In his statement listed in the linked article above, Braun outlines why he lied and when he lied. He makes an honest attempt to write about why his first reaction was the wrong one and that he compounded the problem by not being honest at the time. He apologizes to the man he smeared who handled his original tainted test.
We have heard a lot of apologies over the years, not just from baseball’s PED users, but in politics and in business life. They all seem to be veiled in carefully considered words that deflect as much blame as possible. But this one seems a bit different.

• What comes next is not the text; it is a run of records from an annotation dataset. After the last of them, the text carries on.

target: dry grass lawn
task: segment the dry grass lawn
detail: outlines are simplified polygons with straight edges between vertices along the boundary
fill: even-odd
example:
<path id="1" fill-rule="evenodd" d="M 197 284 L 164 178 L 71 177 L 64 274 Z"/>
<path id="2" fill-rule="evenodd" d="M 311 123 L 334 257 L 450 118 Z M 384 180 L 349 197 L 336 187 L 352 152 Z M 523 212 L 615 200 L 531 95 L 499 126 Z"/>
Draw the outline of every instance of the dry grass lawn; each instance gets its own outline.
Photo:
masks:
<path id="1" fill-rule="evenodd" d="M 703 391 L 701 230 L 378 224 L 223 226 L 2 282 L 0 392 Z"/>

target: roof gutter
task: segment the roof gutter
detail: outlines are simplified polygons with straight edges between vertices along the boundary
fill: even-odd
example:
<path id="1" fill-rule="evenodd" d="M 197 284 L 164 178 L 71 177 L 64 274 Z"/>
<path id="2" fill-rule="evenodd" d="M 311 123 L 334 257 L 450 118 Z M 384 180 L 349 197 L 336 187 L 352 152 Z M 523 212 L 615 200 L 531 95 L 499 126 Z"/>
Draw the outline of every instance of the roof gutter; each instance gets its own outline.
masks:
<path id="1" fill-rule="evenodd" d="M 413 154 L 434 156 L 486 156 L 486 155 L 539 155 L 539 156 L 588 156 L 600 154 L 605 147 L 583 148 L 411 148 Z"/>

Ryan Braun has the sound (in his statement) of a contrite man who has a lot to apologize for and does not hide from doing so.
The statement gives hope that his overwhelming hubris and the over-arching pride–that comes from being gifted in a sport that grants entitlement from being very good at something that pays so well–will lead to personal growth for him in the future. His reputation is already tarnished. But he has a lot of life to live ahead of him and humility is a good start for the future.
I do not personally care what he did to his body. I have always maintained as much. But I hate, hate, hate dishonesty and that Nixon-like disease when people cannot admit they were wrong even when caught red-handed. We saw it with Bill Clinton. We have seen it a thousand times over the years. I hate that Braun was so self-righteous when he was guilty all along.
To release a statement that was so introspective was refreshing. It puts a little humanity back in how I view the man. I can at least understand a bit of the reasons he did what he did even if I wish he had not done them. With Braun, I hated the stance he took when caught much more than for what he was caught. His statement does not tear down that hate at his action and the bitterness that resulted. But it does knock quite a few bricks out of that wall.
I just hope that he was not lying about when he used and for how long. That would suck if we found out differently. It is the only part of the statement that gives me pause. But his level of humility and his total acceptance of his sins as his fault goes a long way in forgiving him. Forgiveness is the most powerful tool in the universe. Perhaps we have been given an opportunity to begin that process with Ryan Braun.